Dès les premières lignes de l’article, la table est mise : «même s'ils admettent n'être que rarement ou même jamais exposés dans la vraie vie à un réel accommodement raisonnable basé sur la religion, 68 % des Québécois estiment qu'il y en a trop». On connait la thèse : la critique du multiculturalisme reposerait d’abord sur l’ignorance et aurait plus à voir avec un délire fantasmatique qu’avec un constat de l’échec de l’intégration à la société d’accueil. Exiger des immigrés qu’ils prennent le pli identitaire de la majorité serait symptomatique d’une vision anachronique de l’intégration.
Le constat est néanmoins incontournable, on se trouve devant une opposition «de principe» au multiculturalisme, comme le reconnaît Marie McAndrew, qui n’y voit pourtant pas une raison d’en finir avec son application. «Heureusement que les droits sont protégés par les chartes et qu'ils ne sont pas soumis à la volonté de la majorité». Il s’agit d’une inversion de la démocratie qui repose non plus sur l’expression de la souveraineté populaire, mais sur sa neutralisation. Malgré l’opposition démocratique au multiculturalisme, ce dernier, sacralisé, prend désormais l’allure d’une nouvelle religion d’État et d’un nouveau régime politique qui assimile sa contestation à une manifestation d’intolérance.
Il faut donc fabriquer un nouveau peuple, en misant sur les mouvements migratoires pour transformer les Québécois francophones en une communauté parmi d’autres dans une société mosaïque, comme le souhaite Daniel Weinstock. «Quand Montréal comptera un aussi haut pourcentage d'immigrants que Toronto, ces questions ne se poseront plus avec autant d'acuité». Pour Weinstock, l’immigration se présente comme une politique de neutralisation du substrat démographique du peuple québécois. Weinstock va même jusqu’à dire que cette immigration de remplacement serait «plus efficace que les grands énoncés» pour convaincre les Québécois des vertus de leur métamorphose identitaire.
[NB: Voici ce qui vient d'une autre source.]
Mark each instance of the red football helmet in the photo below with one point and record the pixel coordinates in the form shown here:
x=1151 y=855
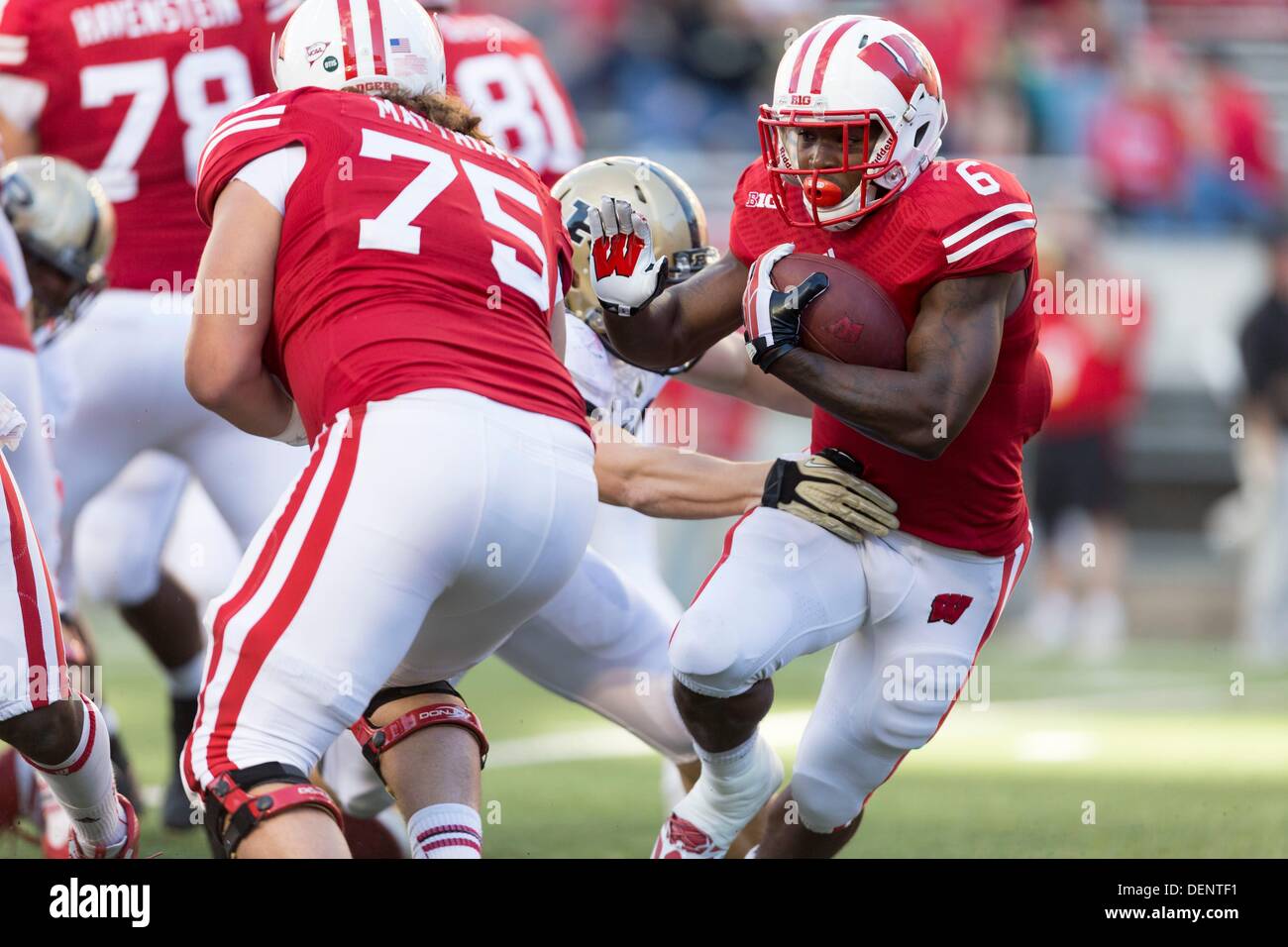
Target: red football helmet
x=875 y=84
Traduisons : mieux vaut changer de peuple que de convaincre celui qui est déjà là.
Une fois accomplie, cette transformation identitaire cessera de contraster à son désavantage l’identité québécoise par rapport à l’identité canadienne, car la première exprimerait encore un héritage historique particulier alors que la seconde aurait été intégralement reprogrammée dans la valorisation de la diversité. «Manifestement, la préoccupation identitaire des Québécois est plus forte que dans le reste du Canada. Le Canadien anglais, c'est déjà un "post-ethnique", une personne qui peut aussi bien être de souche écossaise que polonaise ou sud-américaine. Les Québécois, eux, ont toujours cette idée qu'ils ont un "nous" à protéger». Tant que les Québécois se considéreront comme porteurs d’un héritage historique distinctif et qu’ils demanderont aux immigrés de se l’approprier pour s’intégrer pleinement à la collectivité, il faut en comprendre qu’ils seront en retard sur le plan de l’évolution identitaire. L’identité nationale est ainsi reléguée à la préhistoire de la modernité.
On doit tirer de cette vision des choses deux grandes conclusions. D’abord l’intelligentsia pluraliste est de plus en plus isolée dans sa promotion du multiculturalisme et fait le choix de radicaliser son application. À défaut de convaincre le peuple, elle veut le censurer le temps d’en fabriquer un nouveau. Son dérapage idéologique est porteur d’une tentation autoritaire. Ensuite, elle n’hésitera pas à diaboliser l’immense majorité qui s’entête à définir la société à partir de son héritage fondateur. Le multiculturalisme n’entre plus seulement en contradiction avec l’identité nationale. Il est désormais clairement contradictoire avec la démocratie libérale.